Fat, Tender and Delicious--white Cut Chicken
1.
Wash the three-yellow chicken and stuff some green onions and ginger into the chicken belly.
2.
Add enough water to submerge the chicken in the soup pot, add the shallots, ginger slices, and cooking wine, and boil on high heat.
3.
After the water boils, change to medium heat, and let the noodle soup boil.
4.
Put the chicken in the pot and cook it, raise the pot four to five times in the middle, and pour out the water in the cavity to maintain the same temperature inside and outside.
5.
Turn off the heat, cover the pot and soak for about 15 minutes until cooked. Use chopsticks to insert between the chicken legs without blood spilling, and then pick it up.
6.
Soak the whole chicken in ice water for 20 to 30 minutes.
7.
Take out the dry skin, sweep on the sesame oil (or cooked peanut oil), chop into small pieces, and put it in a dish.
8.
It can be served with scallion oil, light soy sauce and other condiments.
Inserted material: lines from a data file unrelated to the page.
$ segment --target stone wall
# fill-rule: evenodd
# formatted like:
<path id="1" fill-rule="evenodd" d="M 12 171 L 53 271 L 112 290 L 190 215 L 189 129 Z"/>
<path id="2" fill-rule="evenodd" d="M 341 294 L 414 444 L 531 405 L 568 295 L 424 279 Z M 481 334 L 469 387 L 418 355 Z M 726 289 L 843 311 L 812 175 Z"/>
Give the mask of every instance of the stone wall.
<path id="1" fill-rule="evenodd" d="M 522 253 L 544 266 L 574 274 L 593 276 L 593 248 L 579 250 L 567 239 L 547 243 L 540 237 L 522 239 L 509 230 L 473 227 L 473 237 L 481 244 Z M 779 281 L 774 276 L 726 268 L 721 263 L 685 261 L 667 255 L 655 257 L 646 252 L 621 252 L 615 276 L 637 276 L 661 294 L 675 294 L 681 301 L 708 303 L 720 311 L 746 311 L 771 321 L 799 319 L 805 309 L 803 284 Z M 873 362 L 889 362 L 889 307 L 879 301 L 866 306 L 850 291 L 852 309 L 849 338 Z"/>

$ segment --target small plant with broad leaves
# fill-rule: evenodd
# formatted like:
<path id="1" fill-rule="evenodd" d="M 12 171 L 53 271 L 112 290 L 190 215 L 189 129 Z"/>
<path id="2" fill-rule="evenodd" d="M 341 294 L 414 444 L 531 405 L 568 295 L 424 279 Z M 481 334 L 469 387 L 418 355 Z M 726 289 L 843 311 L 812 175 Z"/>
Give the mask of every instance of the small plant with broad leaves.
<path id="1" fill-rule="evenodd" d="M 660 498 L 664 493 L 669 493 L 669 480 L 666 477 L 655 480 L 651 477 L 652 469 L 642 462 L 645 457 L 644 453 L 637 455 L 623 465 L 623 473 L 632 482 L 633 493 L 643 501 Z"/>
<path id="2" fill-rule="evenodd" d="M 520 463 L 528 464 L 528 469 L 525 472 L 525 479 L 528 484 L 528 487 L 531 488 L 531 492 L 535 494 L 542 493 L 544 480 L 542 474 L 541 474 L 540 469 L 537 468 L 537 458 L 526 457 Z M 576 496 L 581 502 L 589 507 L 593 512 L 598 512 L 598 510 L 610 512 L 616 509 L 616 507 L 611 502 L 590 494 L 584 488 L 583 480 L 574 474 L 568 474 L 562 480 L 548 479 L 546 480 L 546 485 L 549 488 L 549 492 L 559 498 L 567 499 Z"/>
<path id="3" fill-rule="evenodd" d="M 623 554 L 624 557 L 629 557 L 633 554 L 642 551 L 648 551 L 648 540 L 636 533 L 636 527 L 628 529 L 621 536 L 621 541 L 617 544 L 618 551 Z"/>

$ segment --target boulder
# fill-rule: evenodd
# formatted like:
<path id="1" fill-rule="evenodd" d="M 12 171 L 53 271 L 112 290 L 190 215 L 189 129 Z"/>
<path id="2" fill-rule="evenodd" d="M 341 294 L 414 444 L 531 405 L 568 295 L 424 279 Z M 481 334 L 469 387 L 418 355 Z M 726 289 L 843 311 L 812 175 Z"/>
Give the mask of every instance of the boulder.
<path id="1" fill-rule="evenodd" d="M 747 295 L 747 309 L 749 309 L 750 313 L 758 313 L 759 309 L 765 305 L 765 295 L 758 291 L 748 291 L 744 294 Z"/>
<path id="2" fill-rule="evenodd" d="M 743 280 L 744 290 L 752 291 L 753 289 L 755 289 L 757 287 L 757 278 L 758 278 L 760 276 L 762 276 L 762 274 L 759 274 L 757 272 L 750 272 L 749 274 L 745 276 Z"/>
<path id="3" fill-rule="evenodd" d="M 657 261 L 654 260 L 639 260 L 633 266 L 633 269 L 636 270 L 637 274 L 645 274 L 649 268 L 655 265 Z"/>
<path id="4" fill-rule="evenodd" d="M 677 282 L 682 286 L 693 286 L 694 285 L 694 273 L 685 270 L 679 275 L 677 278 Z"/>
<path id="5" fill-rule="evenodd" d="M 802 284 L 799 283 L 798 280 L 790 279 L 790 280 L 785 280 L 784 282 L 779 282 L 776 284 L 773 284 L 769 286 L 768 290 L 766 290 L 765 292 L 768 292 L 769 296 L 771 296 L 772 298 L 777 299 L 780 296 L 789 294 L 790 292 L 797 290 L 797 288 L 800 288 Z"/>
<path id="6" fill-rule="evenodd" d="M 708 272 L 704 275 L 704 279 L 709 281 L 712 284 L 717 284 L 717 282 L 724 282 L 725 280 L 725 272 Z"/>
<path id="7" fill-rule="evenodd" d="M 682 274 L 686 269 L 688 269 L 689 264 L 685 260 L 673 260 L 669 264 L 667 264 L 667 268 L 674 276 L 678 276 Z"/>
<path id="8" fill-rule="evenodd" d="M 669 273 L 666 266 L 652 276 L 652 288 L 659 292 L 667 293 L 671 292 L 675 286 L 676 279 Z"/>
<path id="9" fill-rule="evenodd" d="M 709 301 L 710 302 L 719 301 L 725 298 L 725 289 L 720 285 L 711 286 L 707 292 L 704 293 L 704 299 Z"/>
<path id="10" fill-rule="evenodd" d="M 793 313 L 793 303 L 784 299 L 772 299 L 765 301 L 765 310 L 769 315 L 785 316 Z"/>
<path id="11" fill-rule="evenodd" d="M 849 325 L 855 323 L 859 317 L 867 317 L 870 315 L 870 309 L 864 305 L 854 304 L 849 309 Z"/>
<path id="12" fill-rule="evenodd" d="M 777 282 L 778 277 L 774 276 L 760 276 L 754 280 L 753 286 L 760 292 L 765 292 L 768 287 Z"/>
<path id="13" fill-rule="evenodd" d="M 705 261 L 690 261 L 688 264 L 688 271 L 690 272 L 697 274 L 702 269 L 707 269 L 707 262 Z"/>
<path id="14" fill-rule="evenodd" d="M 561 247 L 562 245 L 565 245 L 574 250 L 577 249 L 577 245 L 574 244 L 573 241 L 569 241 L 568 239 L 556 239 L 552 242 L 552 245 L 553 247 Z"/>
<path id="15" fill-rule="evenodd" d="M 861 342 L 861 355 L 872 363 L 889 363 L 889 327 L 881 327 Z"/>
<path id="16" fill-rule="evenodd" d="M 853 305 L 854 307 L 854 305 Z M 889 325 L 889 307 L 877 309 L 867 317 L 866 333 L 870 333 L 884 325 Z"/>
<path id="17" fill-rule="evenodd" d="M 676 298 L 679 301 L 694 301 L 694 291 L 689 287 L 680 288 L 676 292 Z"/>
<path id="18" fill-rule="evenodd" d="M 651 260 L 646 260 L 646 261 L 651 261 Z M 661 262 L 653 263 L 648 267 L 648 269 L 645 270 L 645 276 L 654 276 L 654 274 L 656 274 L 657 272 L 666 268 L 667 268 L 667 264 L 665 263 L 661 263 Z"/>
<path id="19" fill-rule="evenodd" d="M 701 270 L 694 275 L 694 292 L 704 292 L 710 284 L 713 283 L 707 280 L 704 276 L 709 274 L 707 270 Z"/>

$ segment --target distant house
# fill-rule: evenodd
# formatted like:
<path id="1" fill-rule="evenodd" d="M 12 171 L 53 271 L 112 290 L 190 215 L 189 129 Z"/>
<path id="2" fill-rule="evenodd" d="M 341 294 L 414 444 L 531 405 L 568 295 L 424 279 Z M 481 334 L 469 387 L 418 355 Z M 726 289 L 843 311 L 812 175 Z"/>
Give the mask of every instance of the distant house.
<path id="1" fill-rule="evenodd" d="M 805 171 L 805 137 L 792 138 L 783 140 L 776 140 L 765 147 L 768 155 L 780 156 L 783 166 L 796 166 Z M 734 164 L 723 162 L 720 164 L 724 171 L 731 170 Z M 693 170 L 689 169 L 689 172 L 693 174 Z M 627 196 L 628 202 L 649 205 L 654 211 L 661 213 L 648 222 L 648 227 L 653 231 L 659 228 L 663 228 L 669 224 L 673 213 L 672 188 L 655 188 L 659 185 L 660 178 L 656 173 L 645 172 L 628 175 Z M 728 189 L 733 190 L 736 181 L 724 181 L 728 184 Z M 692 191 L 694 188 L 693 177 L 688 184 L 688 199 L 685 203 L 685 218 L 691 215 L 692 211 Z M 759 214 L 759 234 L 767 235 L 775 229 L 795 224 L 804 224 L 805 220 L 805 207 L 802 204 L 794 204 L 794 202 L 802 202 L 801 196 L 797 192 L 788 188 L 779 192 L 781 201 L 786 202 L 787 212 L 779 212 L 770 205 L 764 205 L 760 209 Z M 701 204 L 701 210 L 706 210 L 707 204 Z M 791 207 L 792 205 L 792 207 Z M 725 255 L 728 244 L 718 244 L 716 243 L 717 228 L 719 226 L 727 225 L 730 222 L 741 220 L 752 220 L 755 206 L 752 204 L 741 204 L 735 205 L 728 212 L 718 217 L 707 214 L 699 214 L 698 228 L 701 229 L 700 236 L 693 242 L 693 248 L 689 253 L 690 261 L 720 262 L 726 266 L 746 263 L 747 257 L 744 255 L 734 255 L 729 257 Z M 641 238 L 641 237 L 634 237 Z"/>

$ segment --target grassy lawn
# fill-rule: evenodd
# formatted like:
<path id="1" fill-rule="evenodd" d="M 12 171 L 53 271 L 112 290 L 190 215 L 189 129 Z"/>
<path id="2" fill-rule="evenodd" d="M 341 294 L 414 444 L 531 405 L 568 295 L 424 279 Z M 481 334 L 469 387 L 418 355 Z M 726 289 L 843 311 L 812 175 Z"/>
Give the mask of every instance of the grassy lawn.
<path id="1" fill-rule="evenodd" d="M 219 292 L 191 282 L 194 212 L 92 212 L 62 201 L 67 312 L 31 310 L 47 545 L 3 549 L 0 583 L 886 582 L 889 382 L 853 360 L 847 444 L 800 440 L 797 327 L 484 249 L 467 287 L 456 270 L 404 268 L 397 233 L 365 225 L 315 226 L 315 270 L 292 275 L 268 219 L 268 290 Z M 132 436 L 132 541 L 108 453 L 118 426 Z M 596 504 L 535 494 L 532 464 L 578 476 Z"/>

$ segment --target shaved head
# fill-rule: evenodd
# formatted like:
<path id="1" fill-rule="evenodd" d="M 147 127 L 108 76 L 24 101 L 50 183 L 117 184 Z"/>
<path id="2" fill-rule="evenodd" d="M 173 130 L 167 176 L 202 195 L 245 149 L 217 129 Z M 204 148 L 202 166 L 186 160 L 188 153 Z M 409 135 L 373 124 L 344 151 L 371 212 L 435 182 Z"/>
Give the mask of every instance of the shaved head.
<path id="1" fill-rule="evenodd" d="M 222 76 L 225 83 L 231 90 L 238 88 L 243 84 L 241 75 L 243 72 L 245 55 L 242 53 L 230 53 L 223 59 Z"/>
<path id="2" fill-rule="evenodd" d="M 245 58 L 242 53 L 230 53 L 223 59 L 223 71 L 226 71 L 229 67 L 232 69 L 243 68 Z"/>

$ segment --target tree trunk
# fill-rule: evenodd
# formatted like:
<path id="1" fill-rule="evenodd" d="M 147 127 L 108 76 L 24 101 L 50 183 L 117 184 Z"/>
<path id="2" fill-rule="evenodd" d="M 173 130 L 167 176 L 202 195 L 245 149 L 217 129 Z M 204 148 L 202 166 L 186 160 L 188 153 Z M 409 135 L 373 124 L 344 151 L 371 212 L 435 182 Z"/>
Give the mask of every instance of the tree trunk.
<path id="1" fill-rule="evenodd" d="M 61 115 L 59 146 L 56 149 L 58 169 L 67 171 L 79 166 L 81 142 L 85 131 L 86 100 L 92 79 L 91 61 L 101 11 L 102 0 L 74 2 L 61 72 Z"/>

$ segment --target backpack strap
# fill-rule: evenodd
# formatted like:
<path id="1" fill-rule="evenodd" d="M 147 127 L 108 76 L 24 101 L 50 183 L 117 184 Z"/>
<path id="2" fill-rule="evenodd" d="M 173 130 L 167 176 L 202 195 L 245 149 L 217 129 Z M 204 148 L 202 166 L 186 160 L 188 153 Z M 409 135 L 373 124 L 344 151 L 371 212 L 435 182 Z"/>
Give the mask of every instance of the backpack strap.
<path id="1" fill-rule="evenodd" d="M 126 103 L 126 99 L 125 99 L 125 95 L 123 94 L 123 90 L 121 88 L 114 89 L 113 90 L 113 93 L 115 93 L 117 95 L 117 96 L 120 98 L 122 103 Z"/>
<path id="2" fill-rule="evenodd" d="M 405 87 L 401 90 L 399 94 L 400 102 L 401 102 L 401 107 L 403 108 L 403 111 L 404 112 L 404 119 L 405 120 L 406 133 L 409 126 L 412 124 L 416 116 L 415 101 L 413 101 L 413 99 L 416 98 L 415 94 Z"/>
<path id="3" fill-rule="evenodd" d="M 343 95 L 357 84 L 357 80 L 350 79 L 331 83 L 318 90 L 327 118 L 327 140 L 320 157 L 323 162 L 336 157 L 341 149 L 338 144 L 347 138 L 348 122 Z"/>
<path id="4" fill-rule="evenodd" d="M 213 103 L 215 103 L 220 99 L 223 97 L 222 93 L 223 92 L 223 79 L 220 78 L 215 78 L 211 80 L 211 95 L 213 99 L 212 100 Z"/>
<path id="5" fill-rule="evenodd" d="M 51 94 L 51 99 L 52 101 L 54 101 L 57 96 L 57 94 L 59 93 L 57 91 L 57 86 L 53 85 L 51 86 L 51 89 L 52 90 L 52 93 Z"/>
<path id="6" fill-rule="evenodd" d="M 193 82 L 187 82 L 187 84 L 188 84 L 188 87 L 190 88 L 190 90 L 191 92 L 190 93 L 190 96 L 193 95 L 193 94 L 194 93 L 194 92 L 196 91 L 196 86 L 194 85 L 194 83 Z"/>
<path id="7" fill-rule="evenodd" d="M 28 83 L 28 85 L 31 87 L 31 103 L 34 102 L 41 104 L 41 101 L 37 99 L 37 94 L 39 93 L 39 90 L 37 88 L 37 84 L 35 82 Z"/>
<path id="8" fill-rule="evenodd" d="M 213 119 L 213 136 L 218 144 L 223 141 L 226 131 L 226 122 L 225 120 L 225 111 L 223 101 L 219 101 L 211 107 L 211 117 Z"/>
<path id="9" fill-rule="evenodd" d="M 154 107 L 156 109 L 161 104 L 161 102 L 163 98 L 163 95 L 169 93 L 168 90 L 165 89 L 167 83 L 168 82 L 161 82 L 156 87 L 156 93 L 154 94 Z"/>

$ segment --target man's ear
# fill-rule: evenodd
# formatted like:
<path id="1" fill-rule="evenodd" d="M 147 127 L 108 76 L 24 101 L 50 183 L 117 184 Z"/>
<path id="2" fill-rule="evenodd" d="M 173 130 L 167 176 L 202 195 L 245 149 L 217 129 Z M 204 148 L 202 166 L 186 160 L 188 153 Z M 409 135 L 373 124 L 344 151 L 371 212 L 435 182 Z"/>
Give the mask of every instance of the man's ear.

For heavy taste, you can use homemade sauces such as bean curd sauce, spicy tempeh, and sesame oil.
Tips:
1. White chop is the most effective and simplest cooking method to keep the original flavor, suitable for families. Traditionally, there are white cut lamb and white cut chicken. Especially known as the white chicken. Chuan Bai Zhan Ji originated in private hotels in the Qing Dynasty, and it was widely circulated. The best local chicken breeds are used as raw materials for Bai Zhan Ji. For example, the Bai Zhan Ji in Fujian Hakka cuisine uses Hetian chicken, and Shanghai Bai Zhan Ji uses three yellow chicken.
2. The cooked chicken should be cooled in cold water, so as to maintain the original taste and color of the chicken, but also to make the chicken skin crisp.